40. This witness, in cross-examination, admitted that it was

not mentioned in the report that a truck shock-up was found in the

custody of the accused and stated that the portion marked A in the

report was correct. He further stated that he recorded the statement of

Prasad Salve, and that the portion marked A of the said statement was

correct.

41. At this juncture, it is necessary to mention here that,

though PW-6 admitted that he had conducted the raid, prepared the

panchnama, and investigated the crime, he surprisingly also deposed

that he was not in a position to state the exact number of persons who

went to effect the raid. The aforesaid fact also casts a light of

suspicion on the testimony of this witness.

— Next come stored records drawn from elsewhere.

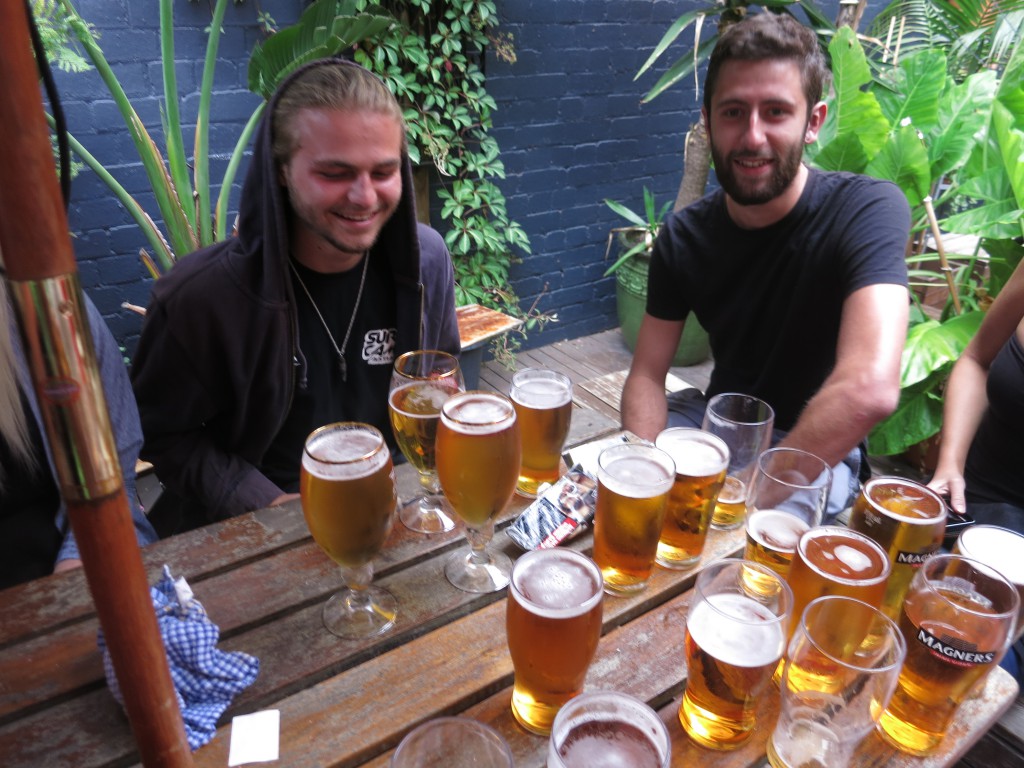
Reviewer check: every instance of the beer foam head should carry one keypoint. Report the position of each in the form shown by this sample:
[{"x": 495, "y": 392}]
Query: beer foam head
[
  {"x": 998, "y": 548},
  {"x": 696, "y": 454},
  {"x": 420, "y": 398},
  {"x": 344, "y": 452},
  {"x": 843, "y": 554},
  {"x": 636, "y": 471},
  {"x": 541, "y": 389},
  {"x": 776, "y": 529},
  {"x": 477, "y": 413},
  {"x": 736, "y": 630},
  {"x": 557, "y": 583},
  {"x": 904, "y": 500}
]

42. The witness discussed earlier stated that, at the time of the

raid, there was a discussion between the accused persons who were

sitting in thorny bushes, but what the discussion was about is not

mentioned in the panchnama. The brief description could have clearly

shown the accused's intention, which could have provided foundation

907.APEAL.760.2024

to test whether it was a case of preparation to commit dacoity. The

prosecution has not brought anything on record to show that the

accused were intending to commit theft, robbery, and consequently,

dacoity.

43. The entire story advanced by the prosecution appears to be

doubtful. Merely because two persons were having a shock-up rod and

the alleged chilli powder would not, in the peculiar facts and

circumstances of the case, constitute the commission of an offence

under Section 399 of IPC. The overall testimony of the prosecution

witnesses clearly shows that the prosecution has not established the

ring of truth, in its case. In that view of the matter, there is nothing on

record to show that the prosecution has proved the case beyond a

reasonable doubt.

44. So far as the findings of the Trial Court are concerned,

suffice it to say that the evidence was not appreciated in the proper

perspective. That being so, the present appeal is liable to be allowed

and is accordingly allowed.

45. Hence, I pass the following order.

907.APEAL.760.2024

ORDER

A) The judgment passed by Additional Sessions Judge,

Shrirampur, on 25th September 2017, in Sessions

Case No.12 of 2010, so far as convicting the

appellant for the commission of an offence

punishable under Section 399 of the Indian Penal

Code, is set aside.


       B)         The appellant, accused Mahanor Sudmal Kale, is

                  acquitted   for   the   commission     of   an   offence

punishable under Section 399 of IPC. He be set at

liberty, if custody is not required in any other case.

C) Fine amount, if deposited, be returned to him.

46. The learned appointed counsel for appellant has argued

the case at length and has invited my attention to various pieces of

evidence; her fees are quantified at ₹ 10,000/-.

47. Pending applications, if any, also stand disposed of.